TV: Orquestra Gulbenkian interpreta Sinfonia nº4 de Tchaikovsky (RTP2 - 00h25)
A Orquestra Gulbenkian interpreta a Sinfonia nº 4 de Tchaikovsky sob a direcção do maestro suíço Lorenzo Viotti.
Na segunda metade do ano de 1877, a composição da Sinfonia nº4 em fá menor, Op.36, de Piotr Ilitch Tchaikovsky, acompanhou uma fase especialmente difícil da vida do compositor russo, marcada pelo fracasso do seu casamento com Antonina Milyukova. Os desapontamentos e fragilidades da experiência conjugal foram então confidenciados nas cartas que Tchaikovsky dirigiu ao irmão Modest e à sua protectora e dedicatária da Sinfonia nº4, Nadezhda von Meck.
O primeiro andamento da sinfonia, em particular, testemunha o domínio da grande forma sinfónica como veículo para a confrontação dramática de agregados temáticos diferentes entre si, mas complementares. A situação pessoal do compositor aflora, de forma bem nítida, no inexorável "motivo do destino" que teima em persistir ao longo dos andamentos da obra, qual lembrança omnipresente do fatuum beethoveniano, a obstar à plena realização da felicidade humana. Tal elemento temático, apresentado desde o início do andamento pelas trompas e fagotes, com eco nos trompetes e madeiras, actua simultaneamente como expediente de unificação musical e como gérmen criador de muitos dos seus componentes melódicos, como, por exemplo, o primeiro tema da exposição, apresentado pelos violinos e violoncelos, Moderato con anima, sobre um ritmo reminiscente da valsa.

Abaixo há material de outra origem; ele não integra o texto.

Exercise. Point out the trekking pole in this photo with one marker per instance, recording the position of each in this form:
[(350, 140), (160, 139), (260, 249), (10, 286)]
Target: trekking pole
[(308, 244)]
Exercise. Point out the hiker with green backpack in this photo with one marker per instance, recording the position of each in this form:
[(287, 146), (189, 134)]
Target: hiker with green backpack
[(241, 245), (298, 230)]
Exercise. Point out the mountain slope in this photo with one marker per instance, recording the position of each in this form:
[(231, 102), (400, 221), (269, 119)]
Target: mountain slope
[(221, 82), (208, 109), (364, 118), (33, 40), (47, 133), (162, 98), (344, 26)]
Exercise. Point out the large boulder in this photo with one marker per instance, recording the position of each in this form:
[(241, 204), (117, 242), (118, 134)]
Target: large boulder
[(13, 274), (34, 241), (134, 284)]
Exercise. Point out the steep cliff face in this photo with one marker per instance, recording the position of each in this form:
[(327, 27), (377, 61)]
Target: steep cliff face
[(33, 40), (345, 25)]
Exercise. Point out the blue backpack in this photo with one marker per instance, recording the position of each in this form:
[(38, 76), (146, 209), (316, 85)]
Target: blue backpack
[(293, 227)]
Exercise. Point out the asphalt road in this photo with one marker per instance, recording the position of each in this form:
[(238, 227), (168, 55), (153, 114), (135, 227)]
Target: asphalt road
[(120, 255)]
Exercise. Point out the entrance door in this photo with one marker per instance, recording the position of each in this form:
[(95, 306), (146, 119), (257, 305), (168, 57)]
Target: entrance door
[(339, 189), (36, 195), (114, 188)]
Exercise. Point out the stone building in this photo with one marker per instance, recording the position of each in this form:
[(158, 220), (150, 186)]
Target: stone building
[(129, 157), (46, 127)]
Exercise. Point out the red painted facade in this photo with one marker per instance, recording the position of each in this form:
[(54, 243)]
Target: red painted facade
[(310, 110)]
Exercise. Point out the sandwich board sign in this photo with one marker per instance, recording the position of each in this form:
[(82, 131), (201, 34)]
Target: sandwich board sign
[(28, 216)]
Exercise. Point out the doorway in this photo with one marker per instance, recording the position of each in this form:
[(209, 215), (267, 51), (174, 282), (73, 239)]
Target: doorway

Apesar de reflectirem diferentes predisposições e estados de alma, os dois andamentos seguintes, Andantino in modo di canzona e Scherzo, vêem-se impelidos por uma mesma atitude introspectiva, de que deu conta o compositor numa carta dirigida a Mme. von Meck. Segundo as suas palavras, o protagonista pressente e assimila a nostalgia que o rodeia, procurando depois combater as disposições adversas através da ingestão de vinho. Sobre ambos os andamentos pairam os ecos premonitórios do "tema do destino".
O último andamento constitui um momento de viragem na obra, já que propõe o retorno do discurso a um tom mais sério, o que de resto é sublinhado, desde logo, pela introdução de uma versão aperfeiçoada da secção inicial do Scherzo. Contudo, a ambiguidade torna-se a nota dominante, à medida que a textura evolui para patamares longínquos e contrastantes, fugindo à previsível resolução das tensões e dos conflitos ardilosamente construídos no andamento inicial. Ante as características melodias populares russas empregues no Finale, Tchaikovsky parece ter querido regressar às raízes mais simples da sua Sinfonia nº2, Pequena Rússia, composta cinco anos antes, mas a ascendência do destino implacável acaba por transmitir uma impressão final de resignação, face à impossibilidade de realizar os sonhos e aspirações mais profundos.
Concerto gravado no Auditório da Fundação Gulbenkian, em Lisboa, em Maio de 2021.